Live your own life
God does not impose His will on you. He allows you to make choices, this we say is free will. Now on the other hand why do we expect others to conform to what we expect of them Why do we get disappointed and angry when others do not do what we expect of them.
Many times I have requested family and friends for favours and than I am disappointed, get angry,
when they do not fulfill my favours. How can I expect others to live my life? Why do I allow anger and heart ache to consume me when I feel a betrayal of my wishes. They too have free will, even if they agreed to grant me a favour it does not mean they cannot change their minds. It is their choice, they are also entitled to their free will.
Could be that I hold fast to the rule that "I am my word" , than again it is my rule in life not theirs, they have their own rules or not, but still that is their choice to make.
When I realise all these, I am less angry with them, but am surprised at how heavy handed I can be. Going forward, I will make it a point to remember that everyone has choices. Everyone is walking their own road, making their own journey, who am I to expect them to take a detour and to fill in the gap in my road.
So I cannot be at places or spend time with people I love. I will learn to accept these situations and just do the best given the circumstances. Yes, I can support and help along the way. It is always easier to tell someone what they need to do in the disguise of advice. But, really it is more of dictating what and how they should live their life. According to my expectations.
This has got to stop, than maybe all this disappointments and restlessness will finally be lifted.

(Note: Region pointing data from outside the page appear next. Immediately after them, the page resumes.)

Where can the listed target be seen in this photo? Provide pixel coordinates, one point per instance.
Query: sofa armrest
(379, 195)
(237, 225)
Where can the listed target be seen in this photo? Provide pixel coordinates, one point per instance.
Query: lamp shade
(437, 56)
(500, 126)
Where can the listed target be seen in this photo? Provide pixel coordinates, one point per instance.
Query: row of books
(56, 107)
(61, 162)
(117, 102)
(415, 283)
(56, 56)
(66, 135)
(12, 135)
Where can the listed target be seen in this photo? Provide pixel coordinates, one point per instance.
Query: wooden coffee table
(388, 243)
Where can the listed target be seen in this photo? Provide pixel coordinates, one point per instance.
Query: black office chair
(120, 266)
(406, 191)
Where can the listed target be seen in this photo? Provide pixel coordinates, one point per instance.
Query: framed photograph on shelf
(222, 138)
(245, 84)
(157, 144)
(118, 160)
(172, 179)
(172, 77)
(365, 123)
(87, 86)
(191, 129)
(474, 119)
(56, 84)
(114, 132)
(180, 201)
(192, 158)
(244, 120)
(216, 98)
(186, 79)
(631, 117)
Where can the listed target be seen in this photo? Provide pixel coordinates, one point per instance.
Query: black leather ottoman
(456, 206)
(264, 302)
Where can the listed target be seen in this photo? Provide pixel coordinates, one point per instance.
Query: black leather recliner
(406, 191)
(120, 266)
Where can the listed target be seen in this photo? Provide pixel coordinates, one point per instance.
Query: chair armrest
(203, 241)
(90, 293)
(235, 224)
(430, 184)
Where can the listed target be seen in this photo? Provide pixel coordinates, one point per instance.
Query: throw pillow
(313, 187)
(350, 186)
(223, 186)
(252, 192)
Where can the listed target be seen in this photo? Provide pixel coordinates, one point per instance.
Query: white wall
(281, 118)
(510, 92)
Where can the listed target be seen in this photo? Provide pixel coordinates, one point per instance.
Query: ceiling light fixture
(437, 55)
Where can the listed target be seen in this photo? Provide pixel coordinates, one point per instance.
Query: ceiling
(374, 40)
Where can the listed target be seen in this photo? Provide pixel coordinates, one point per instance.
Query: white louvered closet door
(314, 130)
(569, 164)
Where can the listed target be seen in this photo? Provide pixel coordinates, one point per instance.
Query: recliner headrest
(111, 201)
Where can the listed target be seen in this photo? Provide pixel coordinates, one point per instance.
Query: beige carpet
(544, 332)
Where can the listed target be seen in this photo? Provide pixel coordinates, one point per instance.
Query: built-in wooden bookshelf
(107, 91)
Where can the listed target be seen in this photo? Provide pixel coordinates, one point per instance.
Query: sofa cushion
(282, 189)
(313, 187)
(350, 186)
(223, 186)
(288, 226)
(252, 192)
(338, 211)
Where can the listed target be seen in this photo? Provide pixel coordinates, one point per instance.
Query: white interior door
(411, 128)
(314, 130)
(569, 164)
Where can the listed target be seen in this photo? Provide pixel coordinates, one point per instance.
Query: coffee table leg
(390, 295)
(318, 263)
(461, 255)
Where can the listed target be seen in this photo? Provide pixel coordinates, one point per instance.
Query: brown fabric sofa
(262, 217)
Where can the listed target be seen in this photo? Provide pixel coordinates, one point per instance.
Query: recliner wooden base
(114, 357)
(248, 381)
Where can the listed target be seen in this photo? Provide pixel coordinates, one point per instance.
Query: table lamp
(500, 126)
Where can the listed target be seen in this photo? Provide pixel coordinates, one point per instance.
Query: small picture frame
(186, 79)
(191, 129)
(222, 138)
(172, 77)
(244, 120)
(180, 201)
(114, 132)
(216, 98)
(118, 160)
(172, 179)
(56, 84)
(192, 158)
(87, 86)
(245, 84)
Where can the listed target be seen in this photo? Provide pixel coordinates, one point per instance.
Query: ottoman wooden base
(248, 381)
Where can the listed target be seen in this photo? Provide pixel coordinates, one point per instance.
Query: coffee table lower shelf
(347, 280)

My spirit will be at peace.
What do I do than, do I have to pick up the pieces and restore order. Will this wear me out time and time again. I suppose this is when I will remember to "leave places and situations better than when I arrived and if I cannot than I will leave them the way they were not worse than before."

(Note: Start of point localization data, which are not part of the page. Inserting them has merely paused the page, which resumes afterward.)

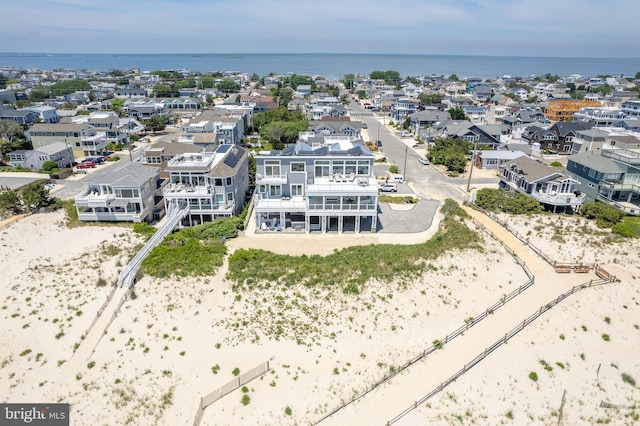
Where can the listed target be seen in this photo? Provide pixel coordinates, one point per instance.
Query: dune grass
(349, 268)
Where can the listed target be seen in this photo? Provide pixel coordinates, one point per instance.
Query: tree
(35, 196)
(227, 85)
(164, 91)
(9, 202)
(430, 99)
(206, 82)
(116, 106)
(11, 137)
(155, 124)
(391, 78)
(457, 113)
(285, 95)
(450, 152)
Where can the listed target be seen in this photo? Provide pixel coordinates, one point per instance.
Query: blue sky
(572, 28)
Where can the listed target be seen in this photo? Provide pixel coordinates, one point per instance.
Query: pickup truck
(388, 187)
(86, 165)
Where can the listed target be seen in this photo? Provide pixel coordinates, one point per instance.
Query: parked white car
(388, 187)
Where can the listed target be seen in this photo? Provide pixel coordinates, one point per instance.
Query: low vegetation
(26, 199)
(606, 216)
(351, 267)
(196, 251)
(403, 199)
(497, 200)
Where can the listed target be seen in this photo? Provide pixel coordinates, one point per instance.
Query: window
(322, 168)
(296, 190)
(298, 167)
(363, 168)
(350, 167)
(126, 193)
(275, 190)
(338, 167)
(272, 168)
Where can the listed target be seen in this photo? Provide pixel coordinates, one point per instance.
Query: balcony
(626, 156)
(628, 208)
(619, 186)
(93, 198)
(563, 199)
(179, 190)
(271, 179)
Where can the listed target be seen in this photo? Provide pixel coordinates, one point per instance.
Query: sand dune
(179, 339)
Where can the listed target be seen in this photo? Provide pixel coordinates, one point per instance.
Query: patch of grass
(354, 266)
(628, 227)
(400, 199)
(245, 399)
(628, 379)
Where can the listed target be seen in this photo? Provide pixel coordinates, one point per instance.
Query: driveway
(406, 219)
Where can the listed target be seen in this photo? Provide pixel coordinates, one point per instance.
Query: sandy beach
(175, 340)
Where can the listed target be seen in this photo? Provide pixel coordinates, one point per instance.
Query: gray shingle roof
(130, 175)
(596, 162)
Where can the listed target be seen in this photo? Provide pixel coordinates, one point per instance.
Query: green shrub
(355, 265)
(498, 200)
(245, 399)
(144, 229)
(629, 227)
(606, 216)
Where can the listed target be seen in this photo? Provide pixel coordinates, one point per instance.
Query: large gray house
(127, 194)
(324, 186)
(213, 184)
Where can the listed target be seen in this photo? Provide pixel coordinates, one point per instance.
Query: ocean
(331, 65)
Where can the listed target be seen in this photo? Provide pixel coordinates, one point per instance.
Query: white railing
(128, 275)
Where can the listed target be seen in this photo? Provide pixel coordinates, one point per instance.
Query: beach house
(325, 184)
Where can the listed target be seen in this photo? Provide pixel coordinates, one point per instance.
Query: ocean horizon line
(453, 55)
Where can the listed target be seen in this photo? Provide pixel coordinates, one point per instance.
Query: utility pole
(473, 160)
(404, 168)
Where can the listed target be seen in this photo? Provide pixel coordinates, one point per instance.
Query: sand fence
(229, 387)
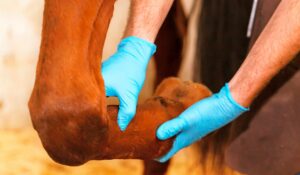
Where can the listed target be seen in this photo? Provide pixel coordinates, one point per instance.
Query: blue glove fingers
(170, 128)
(127, 110)
(177, 146)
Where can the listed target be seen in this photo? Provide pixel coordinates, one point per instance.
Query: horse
(68, 106)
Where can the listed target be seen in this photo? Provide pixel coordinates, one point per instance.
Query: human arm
(276, 46)
(124, 72)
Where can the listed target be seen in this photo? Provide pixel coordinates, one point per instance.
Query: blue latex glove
(124, 75)
(199, 120)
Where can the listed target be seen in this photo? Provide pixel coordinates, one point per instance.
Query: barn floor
(22, 153)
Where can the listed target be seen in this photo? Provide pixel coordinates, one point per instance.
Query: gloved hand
(199, 120)
(124, 75)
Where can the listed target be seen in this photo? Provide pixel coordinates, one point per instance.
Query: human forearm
(274, 49)
(146, 17)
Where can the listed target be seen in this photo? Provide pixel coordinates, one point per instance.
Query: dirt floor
(22, 154)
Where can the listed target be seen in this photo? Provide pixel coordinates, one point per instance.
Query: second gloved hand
(199, 120)
(124, 75)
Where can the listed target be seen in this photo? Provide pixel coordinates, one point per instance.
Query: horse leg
(170, 41)
(68, 105)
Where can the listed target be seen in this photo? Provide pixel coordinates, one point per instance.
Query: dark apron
(271, 144)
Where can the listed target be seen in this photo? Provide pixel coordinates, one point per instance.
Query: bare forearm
(274, 49)
(146, 18)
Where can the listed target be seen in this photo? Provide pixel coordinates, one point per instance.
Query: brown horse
(68, 105)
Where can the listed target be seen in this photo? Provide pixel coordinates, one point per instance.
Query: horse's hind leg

Funny how I seem to remember all these lessons when I amcontemplating my predicament. But in reality, I forget all these lessons and just react without thought, in the moment and with a lot of drama and tears and self pity.
It is not easy to live my own life and let others live theirs. No, I always want to dictate how they should behave. What they have to do. I have to realise this will only make me happy and contend but I forget that they will habour resentment towards me and thus become unhappy and discontented with their situation having someone dictating their lives.

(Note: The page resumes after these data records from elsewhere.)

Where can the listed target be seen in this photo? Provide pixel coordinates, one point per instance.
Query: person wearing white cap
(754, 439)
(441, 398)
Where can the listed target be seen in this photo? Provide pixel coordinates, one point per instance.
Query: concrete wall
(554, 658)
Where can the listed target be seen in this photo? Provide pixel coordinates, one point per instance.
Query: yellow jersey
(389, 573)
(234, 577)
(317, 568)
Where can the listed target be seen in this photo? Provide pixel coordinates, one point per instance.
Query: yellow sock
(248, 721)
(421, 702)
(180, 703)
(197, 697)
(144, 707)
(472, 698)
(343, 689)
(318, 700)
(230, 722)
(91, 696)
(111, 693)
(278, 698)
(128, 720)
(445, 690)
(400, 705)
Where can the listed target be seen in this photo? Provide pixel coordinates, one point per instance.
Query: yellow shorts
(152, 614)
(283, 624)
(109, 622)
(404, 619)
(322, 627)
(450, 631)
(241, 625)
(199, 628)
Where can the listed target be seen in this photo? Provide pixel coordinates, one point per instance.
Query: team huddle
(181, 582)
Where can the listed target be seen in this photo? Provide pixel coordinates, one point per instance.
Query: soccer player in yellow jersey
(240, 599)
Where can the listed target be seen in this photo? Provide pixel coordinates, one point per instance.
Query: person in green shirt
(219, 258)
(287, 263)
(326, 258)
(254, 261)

Yes, just walk away from the chaos, and if I cannot tolerate the chaos than organise it because I like every thing neat and tidy, so it is my choice to organise someone else's mess and be happy with the choices that I made and not be resentful that I am the one bringing order to chaos. I cannot expect them to be grateful for this or to expect them to follow my example. It is their choice. I can only lead by example and hope that it will make a difference.